Within the Pale of Settlement, horticulture was not a typical Jewish enterprise or field of endeavor. There were several obstacles to establishing a horticultural business. Not only were Jews’ rights to own land limited, but they also needed a significant amount of capital for the initial investment and beyond. In addition, uncontrollable natural causes and weather could heavily impact the harvest.
In the Mogilev guberniya archives, we recently discovered a document listing twenty-three (23) Jews who earned their livings as horticulturists. However, the document indicates that there were almost 1,400 horticulturists in Mogilev guberniya. Most of them grew a variety of fruit tree species, e.g. apple, pear, cherry and plum. The apple tree was the most popular.

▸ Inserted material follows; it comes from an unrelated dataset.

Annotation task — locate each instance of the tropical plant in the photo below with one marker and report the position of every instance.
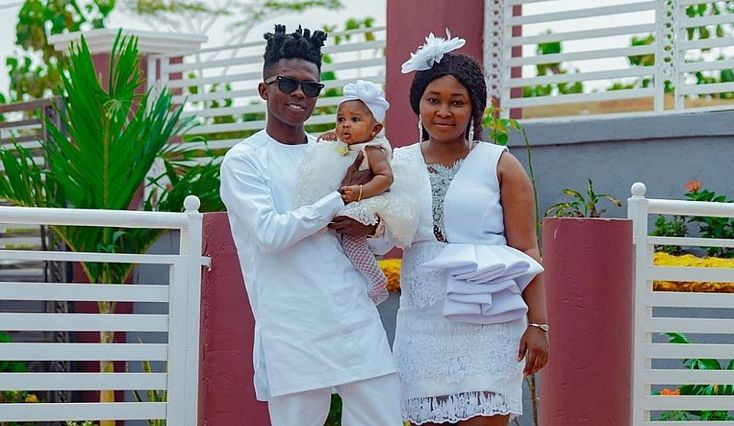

In 1911 the highest concentration of Jewish horticulturists was in the town Gomel.
The list contains the following surnames: LEVITIN, KAPLAN, BIBERSHTEIN, BEREZIN, TYOMKIN, KHAVKIN, BYKHOVSKY, GUREVICH, DOBKIN, ITKIN, LOV’YANOV, POLYAKOV, PERLIN, UFLAND, PLATNER, CHERNYAVSKY, MITELMAN, GANELIN, SLONIM, BLUMKIN, KATZ, PERNIK.